Deleon was there, when after months of separation, the father walked into his home and back into his family's life.

"It was the best feeling ever to see a family reunited," he said. "From then on, I was interested in this." His commitment to helping others has manifested itself in a sense of poise uncommon among high schoolers. With his clear, direct voice, he moves seamlessly between high school classrooms, where he helps translate math or other subjects for English language learners, and U.S. Immigration Court in Philadelphia, where he provides official translations in front of a judge and attorneys.

Now, he said, he knows what the judge looks for when someone seeks asylum.

"If there is fear, they keep you here, but if they are here for wealth, they send them back," he said.

Seasoned translator

Deleon's first experience with an immigration attorney ultimately earned him a job. "They asked me what I knew, and I told them I know how to pay bonds and talk to immigration officials," he said.
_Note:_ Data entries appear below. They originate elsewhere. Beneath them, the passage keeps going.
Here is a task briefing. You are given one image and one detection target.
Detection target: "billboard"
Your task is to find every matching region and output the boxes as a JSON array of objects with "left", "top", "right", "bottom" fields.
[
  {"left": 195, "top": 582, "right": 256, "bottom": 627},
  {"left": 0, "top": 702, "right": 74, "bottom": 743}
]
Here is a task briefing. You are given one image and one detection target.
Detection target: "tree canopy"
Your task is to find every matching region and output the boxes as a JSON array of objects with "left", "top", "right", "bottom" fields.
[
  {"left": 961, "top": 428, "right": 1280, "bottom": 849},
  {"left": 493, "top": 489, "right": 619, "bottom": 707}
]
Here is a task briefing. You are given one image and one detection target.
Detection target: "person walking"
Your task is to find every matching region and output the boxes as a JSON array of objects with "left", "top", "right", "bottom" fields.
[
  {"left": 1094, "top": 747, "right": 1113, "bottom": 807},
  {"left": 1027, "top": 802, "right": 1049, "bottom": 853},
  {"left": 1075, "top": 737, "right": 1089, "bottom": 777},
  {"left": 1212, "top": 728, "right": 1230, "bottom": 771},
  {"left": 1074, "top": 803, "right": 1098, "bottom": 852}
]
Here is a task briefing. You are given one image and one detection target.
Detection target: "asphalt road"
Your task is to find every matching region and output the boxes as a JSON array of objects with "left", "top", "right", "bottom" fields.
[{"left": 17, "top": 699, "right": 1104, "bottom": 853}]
He was hired a few weeks later.

Someday, he said, he would like to be an attorney specializing in immigration law.

Deleon will take classes at Delaware Technical Community College in the fall as part of the SEED program, a partnership with University of Delaware that provides free tuition for two years at Del Tech and finishing the final two years with a degree from University Delaware. The free education is a plus, he said, but staying close to home was just as important. His younger brothers are starting to help more, but Deleon is committed to his family. "My parents said they didn't know what they would do if I moved away," he said.

His desire to help others ultimately defines Deleon, both at home and at work.

"I love helping people," he said. "At work, you get to help people who are running away from their country because there's a problem in their country. We hear their story, and we help."